Rich Mogull (who's stuff I really quite dig) has launched an 'Open Patch Management Survey' via the SecurityMetrics blog. Its an interesting idea, and they plan to release both their analysis *and* the raw data, which might be really insightful for our VMS stuff.
Corporations can take the SurveyMonkey survey at http://www.surveymonkey.com/s.aspx?sm=SjehgbiAl3mR_2b1gauMibQw_3d_3d, and there's some nice material already available at http://securosis.com/projectquant.

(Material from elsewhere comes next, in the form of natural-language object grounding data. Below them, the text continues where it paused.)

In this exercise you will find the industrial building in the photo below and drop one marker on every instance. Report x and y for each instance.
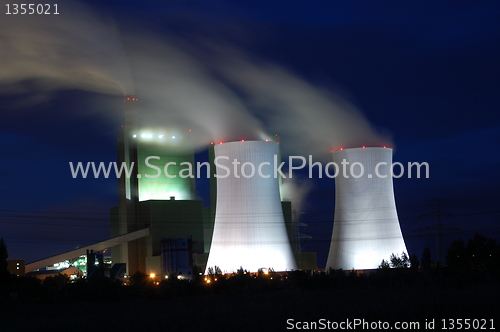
(366, 228)
(148, 198)
(249, 230)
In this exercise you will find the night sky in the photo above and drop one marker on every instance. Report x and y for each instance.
(423, 76)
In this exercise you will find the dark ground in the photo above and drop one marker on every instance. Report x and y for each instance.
(247, 312)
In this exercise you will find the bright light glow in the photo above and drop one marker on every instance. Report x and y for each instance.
(249, 229)
(366, 226)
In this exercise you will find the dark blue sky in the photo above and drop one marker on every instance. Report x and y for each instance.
(425, 73)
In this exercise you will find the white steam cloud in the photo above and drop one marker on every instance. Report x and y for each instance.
(72, 50)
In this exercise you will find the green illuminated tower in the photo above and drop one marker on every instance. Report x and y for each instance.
(159, 193)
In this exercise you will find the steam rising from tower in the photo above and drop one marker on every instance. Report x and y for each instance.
(249, 228)
(366, 227)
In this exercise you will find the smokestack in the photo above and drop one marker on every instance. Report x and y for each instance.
(366, 227)
(249, 229)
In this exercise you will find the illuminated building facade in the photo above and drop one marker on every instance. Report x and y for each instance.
(249, 229)
(366, 227)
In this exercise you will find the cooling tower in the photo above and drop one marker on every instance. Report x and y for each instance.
(366, 227)
(249, 229)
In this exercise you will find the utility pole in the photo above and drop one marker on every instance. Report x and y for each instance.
(438, 228)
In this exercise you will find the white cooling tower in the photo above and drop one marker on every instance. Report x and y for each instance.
(249, 229)
(366, 227)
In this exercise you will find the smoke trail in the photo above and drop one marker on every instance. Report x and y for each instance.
(221, 95)
(295, 190)
(72, 50)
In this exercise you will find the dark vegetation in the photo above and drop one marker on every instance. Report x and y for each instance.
(402, 289)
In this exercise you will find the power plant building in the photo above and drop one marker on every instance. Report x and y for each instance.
(366, 227)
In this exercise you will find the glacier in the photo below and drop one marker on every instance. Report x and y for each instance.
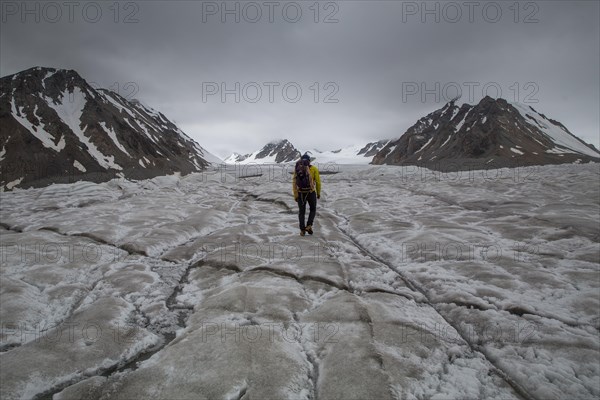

Here's the rest of Rich's message (pls forgive the cross-post):
Our goal here is to gain an understanding of what people are really doing with regards to patch management, to better align the metrics model with real practices. We're doing something different with this survey. All the results will be made public. We don't mean the summary results, but the raw data (minus any private or identifiable information that could reveal the source person or organization). Once we hit 100 responses we will release the data in spreadsheet formats. Then, either every week or for every 100 additional responses, we will release updated data. We don't plan on closing this for quite some time, but as with most surveys we expect an initial rush of responses and want to get the data out there quickly. As with all our material, the results will be licensed under Creative Commons.

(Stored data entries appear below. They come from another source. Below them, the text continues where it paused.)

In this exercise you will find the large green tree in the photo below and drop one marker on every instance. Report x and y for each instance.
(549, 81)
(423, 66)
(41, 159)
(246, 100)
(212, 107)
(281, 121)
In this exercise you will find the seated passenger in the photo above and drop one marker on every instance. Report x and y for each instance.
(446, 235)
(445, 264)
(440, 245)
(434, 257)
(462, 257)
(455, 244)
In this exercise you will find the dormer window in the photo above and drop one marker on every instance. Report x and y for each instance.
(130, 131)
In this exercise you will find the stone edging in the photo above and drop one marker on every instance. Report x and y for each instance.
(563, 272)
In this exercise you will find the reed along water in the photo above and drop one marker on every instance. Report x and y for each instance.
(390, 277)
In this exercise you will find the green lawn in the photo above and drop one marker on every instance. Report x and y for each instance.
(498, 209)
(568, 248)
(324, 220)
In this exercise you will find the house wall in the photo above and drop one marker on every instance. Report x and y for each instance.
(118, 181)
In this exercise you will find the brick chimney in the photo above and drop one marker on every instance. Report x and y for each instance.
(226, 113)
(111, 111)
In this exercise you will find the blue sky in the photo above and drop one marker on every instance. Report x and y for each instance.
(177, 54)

We will, of course, provide our own analysis, but we think it's important for everyone to be able to evaluate the results for themselves. All questions are optional, but the more you complete the more accurate the results will be. In two spots we ask if you are open for a direct interview, which we will start scheduling right away. Please spread the word far and wide, since the more responses we collect, the more useful the results.
If you fill out the survey as a result of reading this email please use SECURITYMETRICS as the registration code (helps us figure out what channels are working best). This won't affect the results, but we think it might be interesting to track how people found the survey, and which social media channels are more effective.